David Hearn, 67 anni è stato incriminato da un tribunale di Washington per un singolo capo d’accusa di distruzione di proprietà. Secondo l’atto d’accusa, il 19 giugno avrebbe danneggiato in modo “doloso” il materiale di rivestimento sul fondo della vasca.

La procuratrice federale per il Distretto di Columbia, Jeanine Pirro, ha sostenuto che Hearn avrebbe strappato il sigillante appena installato, provocando danni superiori a 1.000 dollari. Secondo Pirro, l’uomo avrebbe tirato il rivestimento “con entrambe le mani” e si sarebbe comportato in modo aggressivo verso un dipendente che gli aveva ordinato di fermarsi. La procuratrice ha definito il caso sostenuto da “prove enormi” e ha detto che le autorità hanno effettuato circa altri sei arresti per reati minori connessi.

Hearn aveva in precedenza raccontato all’Associated Press di essersi fermato alla vasca durante un giro in bicicletta e di aver allungato una mano nell’acqua per esaminare il rivestimento che si stava già staccando. Dopo l’arresto, i suoi legali hanno respinto le accuse, sostenendo che l’amministrazione Trump stia trasformando un comportamento ordinario in un fatto penale.

Il caso si inserisce in una vicenda diventata rapidamente politica. Donald Trump ha denunciato pubblicamente il presunto vandalismo della Reflecting Pool, affermando che le autorità federali avevano effettuato “arresti molteplici” dopo il progetto di riqualificazione da oltre 14 milioni di dollari da lui avviato per l’anniversario nazionale. A giugno, il presidente aveva avvertito che chi avesse vandalizzato la vasca avrebbe potuto trovarsi a risponderne con lunghe pene detentive.

Il progetto ordinato da Trump prevedeva la posa di un nuovo rivestimento, descritto dal presidente come di colore “blu bandiera americana”, in tempo per le celebrazioni del 4 luglio. Ma, nonostante il recente intervento, la Reflecting Pool ha continuato ad avere problemi di alghe e ampie parti del nuovo sigillante sono state viste distaccarsi dal fondo.

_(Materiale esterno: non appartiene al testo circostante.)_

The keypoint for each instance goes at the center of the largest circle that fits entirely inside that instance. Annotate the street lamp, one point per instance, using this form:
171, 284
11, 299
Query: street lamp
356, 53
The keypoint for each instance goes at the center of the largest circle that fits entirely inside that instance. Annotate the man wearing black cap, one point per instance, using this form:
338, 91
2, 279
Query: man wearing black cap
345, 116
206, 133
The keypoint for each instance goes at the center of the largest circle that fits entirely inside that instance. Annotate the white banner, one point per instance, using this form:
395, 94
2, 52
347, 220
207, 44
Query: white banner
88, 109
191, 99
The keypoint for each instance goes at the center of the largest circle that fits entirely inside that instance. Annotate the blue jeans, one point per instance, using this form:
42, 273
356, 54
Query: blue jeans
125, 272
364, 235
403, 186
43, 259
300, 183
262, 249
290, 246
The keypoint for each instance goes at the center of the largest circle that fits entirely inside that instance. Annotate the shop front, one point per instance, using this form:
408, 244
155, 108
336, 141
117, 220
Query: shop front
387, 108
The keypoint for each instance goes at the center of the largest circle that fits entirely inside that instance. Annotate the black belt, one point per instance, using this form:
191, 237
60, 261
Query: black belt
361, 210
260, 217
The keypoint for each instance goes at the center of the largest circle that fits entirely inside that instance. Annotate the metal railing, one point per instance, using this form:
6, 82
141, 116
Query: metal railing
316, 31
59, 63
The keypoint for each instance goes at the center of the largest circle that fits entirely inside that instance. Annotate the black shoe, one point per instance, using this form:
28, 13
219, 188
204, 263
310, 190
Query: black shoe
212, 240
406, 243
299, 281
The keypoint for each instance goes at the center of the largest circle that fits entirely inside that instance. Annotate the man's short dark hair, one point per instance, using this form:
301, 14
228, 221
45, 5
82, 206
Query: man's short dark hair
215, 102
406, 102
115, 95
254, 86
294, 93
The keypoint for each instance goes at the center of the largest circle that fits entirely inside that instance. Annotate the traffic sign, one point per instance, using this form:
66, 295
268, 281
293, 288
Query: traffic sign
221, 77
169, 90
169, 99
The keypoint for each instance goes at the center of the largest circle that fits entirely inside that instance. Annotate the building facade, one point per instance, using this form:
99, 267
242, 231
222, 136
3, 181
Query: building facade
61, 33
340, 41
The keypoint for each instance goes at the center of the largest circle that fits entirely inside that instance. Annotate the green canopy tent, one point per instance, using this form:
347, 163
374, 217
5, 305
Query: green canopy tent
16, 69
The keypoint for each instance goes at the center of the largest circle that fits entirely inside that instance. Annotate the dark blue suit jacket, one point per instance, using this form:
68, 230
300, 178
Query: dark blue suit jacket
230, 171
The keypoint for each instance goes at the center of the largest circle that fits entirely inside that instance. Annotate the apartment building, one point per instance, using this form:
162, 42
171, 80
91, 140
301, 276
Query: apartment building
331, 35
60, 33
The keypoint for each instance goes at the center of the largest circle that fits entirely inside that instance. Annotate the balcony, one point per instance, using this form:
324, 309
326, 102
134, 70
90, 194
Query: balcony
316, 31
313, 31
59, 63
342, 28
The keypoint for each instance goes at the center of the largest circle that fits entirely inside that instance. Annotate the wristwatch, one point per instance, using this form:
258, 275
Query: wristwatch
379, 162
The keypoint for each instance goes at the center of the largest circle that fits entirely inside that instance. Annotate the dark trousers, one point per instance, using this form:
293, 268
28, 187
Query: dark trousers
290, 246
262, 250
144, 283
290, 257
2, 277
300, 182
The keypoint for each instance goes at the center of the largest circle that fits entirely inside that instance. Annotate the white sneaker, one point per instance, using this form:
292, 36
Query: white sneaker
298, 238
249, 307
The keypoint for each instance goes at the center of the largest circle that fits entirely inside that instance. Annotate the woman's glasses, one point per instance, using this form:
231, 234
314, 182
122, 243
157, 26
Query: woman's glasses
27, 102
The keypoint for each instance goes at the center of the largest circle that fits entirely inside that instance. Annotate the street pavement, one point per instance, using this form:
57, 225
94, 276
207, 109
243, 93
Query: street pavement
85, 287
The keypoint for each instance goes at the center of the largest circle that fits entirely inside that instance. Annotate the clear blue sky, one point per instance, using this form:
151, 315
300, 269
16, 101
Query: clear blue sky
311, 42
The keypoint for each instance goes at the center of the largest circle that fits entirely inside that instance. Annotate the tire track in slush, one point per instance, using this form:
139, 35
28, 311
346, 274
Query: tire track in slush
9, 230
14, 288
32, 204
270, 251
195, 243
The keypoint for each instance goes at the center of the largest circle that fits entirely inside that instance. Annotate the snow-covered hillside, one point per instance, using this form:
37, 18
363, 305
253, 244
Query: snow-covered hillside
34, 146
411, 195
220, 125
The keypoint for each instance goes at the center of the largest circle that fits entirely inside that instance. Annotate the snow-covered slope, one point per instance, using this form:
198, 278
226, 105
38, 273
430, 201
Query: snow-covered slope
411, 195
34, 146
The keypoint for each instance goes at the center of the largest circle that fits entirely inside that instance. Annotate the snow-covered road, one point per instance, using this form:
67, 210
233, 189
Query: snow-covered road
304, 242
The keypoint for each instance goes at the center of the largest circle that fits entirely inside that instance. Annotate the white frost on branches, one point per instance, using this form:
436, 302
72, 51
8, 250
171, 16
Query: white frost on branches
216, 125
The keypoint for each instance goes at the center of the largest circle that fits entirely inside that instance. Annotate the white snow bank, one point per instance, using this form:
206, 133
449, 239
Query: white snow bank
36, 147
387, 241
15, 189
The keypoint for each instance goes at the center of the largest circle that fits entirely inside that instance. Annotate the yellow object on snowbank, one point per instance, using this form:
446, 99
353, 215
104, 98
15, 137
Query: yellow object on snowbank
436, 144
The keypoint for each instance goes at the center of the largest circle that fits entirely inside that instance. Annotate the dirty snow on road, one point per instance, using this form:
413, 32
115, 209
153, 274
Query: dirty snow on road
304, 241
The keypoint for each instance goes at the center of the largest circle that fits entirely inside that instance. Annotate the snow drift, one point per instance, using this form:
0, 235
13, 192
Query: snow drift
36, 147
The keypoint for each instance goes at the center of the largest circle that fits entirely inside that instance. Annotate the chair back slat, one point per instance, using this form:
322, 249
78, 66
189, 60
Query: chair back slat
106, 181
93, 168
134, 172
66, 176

Secondo la US Park Police, cinque persone sono state arrestate per vandalismo in relazione alla vasca e altre cinque hanno ricevuto citazioni federali. Un funzionario del National Park Service aveva già dichiarato che il rivestimento sembrava essere stato tagliato con un oggetto affilato.

Ora l’accusa dovrà dimostrare che Hearn non si limitò a toccare un materiale già deteriorato, ma che lo danneggiò intenzionalmente. La distinzione, in questo caso, separa la curiosità imprudente dal reato federale.